Moussa Moïse Sylla a officiellement été installé à la tête du ministère de la Culture, du Tourisme et de l’Artisanat, devenant le premier responsable de ce département sous la cinquième République. Une reconduction accueillie favorablement par une large partie des acteurs culturels, qui voient en lui un artisan de la restructuration progressive d’un secteur longtemps marginalisé dans les politiques publiques.
La cérémonie d’installation, présidée par le ministre secrétaire général du gouvernement et supervisée par le Vérificateur général de Guinée, s’est déroulée dans une atmosphère solennelle, marquée par une forte mobilisation d’artistes, de créateurs et de professionnels du tourisme. Leur présence traduisait autant un soutien personnel qu’une attente renouvelée vis-à-vis des orientations à venir.
Dans son discours, Moussa Moïse Sylla a tenu à replacer sa prise de fonctions dans une perspective institutionnelle et historique. « Ce n’est pas un simple acte administratif, mais un moment où se rencontrent la mémoire de l’action accomplie et l’espérance de l’avenir », a-t-il déclaré, soulignant la dimension républicaine de l’événement.
Le ministre a exprimé sa gratitude au président Mamadi Doumbouya pour la confiance renouvelée, estimant que cette reconduction constitue « une exigence accrue » en matière de résultats et de gouvernance. Il a également salué le rôle du Premier ministre et rendu hommage à son prédécesseur au département du Tourisme, Mahamadou Abdoulaye Diallo, pour les bases posées dans la structuration du secteur.
Depuis mars 2024, Moussa Moïse Sylla revendique plusieurs avancées, inscrites dans la vision stratégique Simandou 2040. Parmi elles figurent l’adoption de textes juridiques visant à professionnaliser les métiers de la culture, la relance des projets de centres culturels régionaux, ainsi que le renforcement de la présence de la Guinée sur la scène internationale. L’inscription de nouveaux biens au patrimoine mondial de l’UNESCO et la désignation de Conakry comme ville créative en littérature en constituent les symboles les plus visibles.
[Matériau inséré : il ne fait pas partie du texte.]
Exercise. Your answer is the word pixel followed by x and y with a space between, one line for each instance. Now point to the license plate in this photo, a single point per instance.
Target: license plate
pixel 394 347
À ces réalisations s’ajoutent la digitalisation des procédures liées au droit d’auteur et l’amélioration progressive de la protection sociale des artistes, dans un contexte où la précarité reste largement répandue.
La réunification des portefeuilles de la culture, du tourisme et de l’artisanat répond, selon le ministre, à une logique de cohérence économique et sociale. Elle vise à faire de ces secteurs des leviers de croissance, d’attractivité et de cohésion nationale, dans un pays confronté à de multiples défis structurels.
Pour ce nouveau mandat, Moussa Moïse Sylla entend prioriser la modernisation du cadre légal, la promotion d’un tourisme durable et la valorisation d’un artisanat compétitif. Il a également insisté sur les valeurs censées guider son action : « loyauté, compétence et diligence ».
En s’adressant aux professionnels du secteur, il a lancé un appel à l’unité, estimant que « les défis sont immenses », mais que la mobilisation collective reste indispensable à leur dépassement.
Au-delà de l’enthousiasme affiché lors de cette cérémonie, cette reconduction place désormais le ministre face à une exigence de résultats, dans un environnement où les attentes des acteurs culturels et touristiques demeurent fortes, tant sur le plan institutionnel que socio-économique.